Description
+34% higher throughput?
TLDR: Seeing vLLM has been really fascinating! @oleitersdorf and I investigated whether we could further accelerate vLLM by profiling its performance with GPU counters. Currently, we believe we have achieve a speed-up of 1.34x for the benchmark reported on the vLLM website. As the vLLM site claims "24x higher throughput compared to HF and up to 3.5x higher throughput than TGI", and the techniques we show below improve a further 1.34x, then vLLM has the potential to have a 29.5x higher throughput compared to the baseline HF and 4.7x over TGI.
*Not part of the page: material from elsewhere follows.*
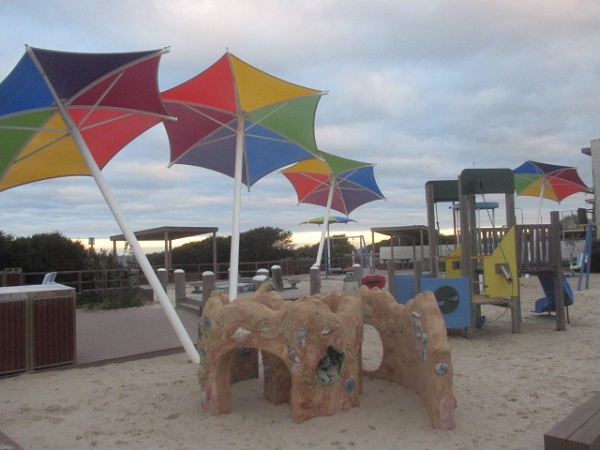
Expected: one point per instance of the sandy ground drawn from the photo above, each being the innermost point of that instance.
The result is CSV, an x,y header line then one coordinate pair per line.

Many thanks to the authors for developing this really exciting work -- we had a great time reading your code! We are sure that you probably already thought of the improvements we show below (and maybe just didn't get to them), and would love to hear your thoughts.
Below we write out the optimizations we found, and list several open directions which could hopefully speed up even further. The goal of this issue is to encourage discussion and brainstorm potential improvements -- some parts are still a POC and require more work to make reach production-ready levels. For the part which is already production-ready, we opened this PR.
This issue has 3 sections:
- An optimization in the main attention kernel (
single_query_cached_kv_attention
) - An optimization in the python code serving the models
- Further open directions + ideas which did not work out (yet)
Benchmark
We test on the benchmark of using LLaMA13B to complete 1000 randomly sampled prompts from ShareGPT. For each sequence, we create just one completion (matching the benchmark on the project website). To run the benchmark, begin by cloning vLLM, downloading the dataset from the project website, and running the following command.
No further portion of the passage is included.